The Centering Prayer could be viewed as one of many forms of Buddhist meditation. What is important to appreciate here is that these two separate religions confirm the high level of meditative attainment described by each other. It is because human beings are human beings, with or without a religious label, that people who meditate without conception will attain to realization and even complete enlightenment. This reality of direct experience validates the history of both Christian prayer meditation and Buddhist meditation. What matters is the direct experience. They both provide a path to the ultimate goal of human life. This Centering Prayer handed down by the Desert Fathers is probably the most important practice in the entire history of the Christian religion.

One of the differences here is the language used regarding theism. Theism means the belief in a personal god. Buddhism uses non theistic terms to describe meditation, such as non self, emptiness, awakened mind. The Christian religion is supposed to wear the label of theism, but the Christian Centering Prayer does not refer to god as being separate or ‘out in the sky’. It refers to Jesus and god as being deep within us and it is the practice which gives us our deepest and most valid experience of reality.

It is true to say that Buddhism and Christianity meet 100% at the Centering Prayer. This is the deepest and oldest place in our 2000 year shared history, where Christians and Buddhists are one.
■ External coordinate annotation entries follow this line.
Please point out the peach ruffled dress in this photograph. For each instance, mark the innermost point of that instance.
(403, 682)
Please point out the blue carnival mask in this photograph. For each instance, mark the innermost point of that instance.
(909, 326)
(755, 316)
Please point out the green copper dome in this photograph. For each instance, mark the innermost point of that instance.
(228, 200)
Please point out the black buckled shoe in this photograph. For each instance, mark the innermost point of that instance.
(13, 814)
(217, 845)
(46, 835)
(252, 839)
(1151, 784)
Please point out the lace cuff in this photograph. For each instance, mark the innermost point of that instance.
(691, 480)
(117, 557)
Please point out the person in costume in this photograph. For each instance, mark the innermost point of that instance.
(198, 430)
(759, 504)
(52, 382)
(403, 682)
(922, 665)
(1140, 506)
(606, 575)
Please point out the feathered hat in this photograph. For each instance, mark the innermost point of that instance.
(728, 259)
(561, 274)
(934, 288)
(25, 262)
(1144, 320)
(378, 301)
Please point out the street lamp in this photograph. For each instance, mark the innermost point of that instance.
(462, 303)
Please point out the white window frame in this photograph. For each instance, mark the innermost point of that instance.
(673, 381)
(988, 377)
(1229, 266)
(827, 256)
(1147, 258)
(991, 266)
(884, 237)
* Excerpts taken from CENTERING PRAYER Renewing an Ancient Christian Prayer Form by M. Basil Pennington, O.C.S.O., 1980.

Brian Ruhe

2 Responses to “Christian Meditation”

  1. John Francis says:

    Thanks Brian,
    Insightful article.
    However, where did you read that Centering Prayer includes Attention Prayer – the constant repetition of a word. Everything I have experienced or read about Centering Prayer explicitly excludes attention in the practice. For example, see page 43 of “The Diversity of Centering Prayer” for an explicit statement that only intention and not attention is part of Centering Prayer. There is no constant repetition of a word. In John Main’s “Christian Meditation” practice there is a constant repetition of the word “Maranatha.” But this is a totally different practice from Centering Prayer.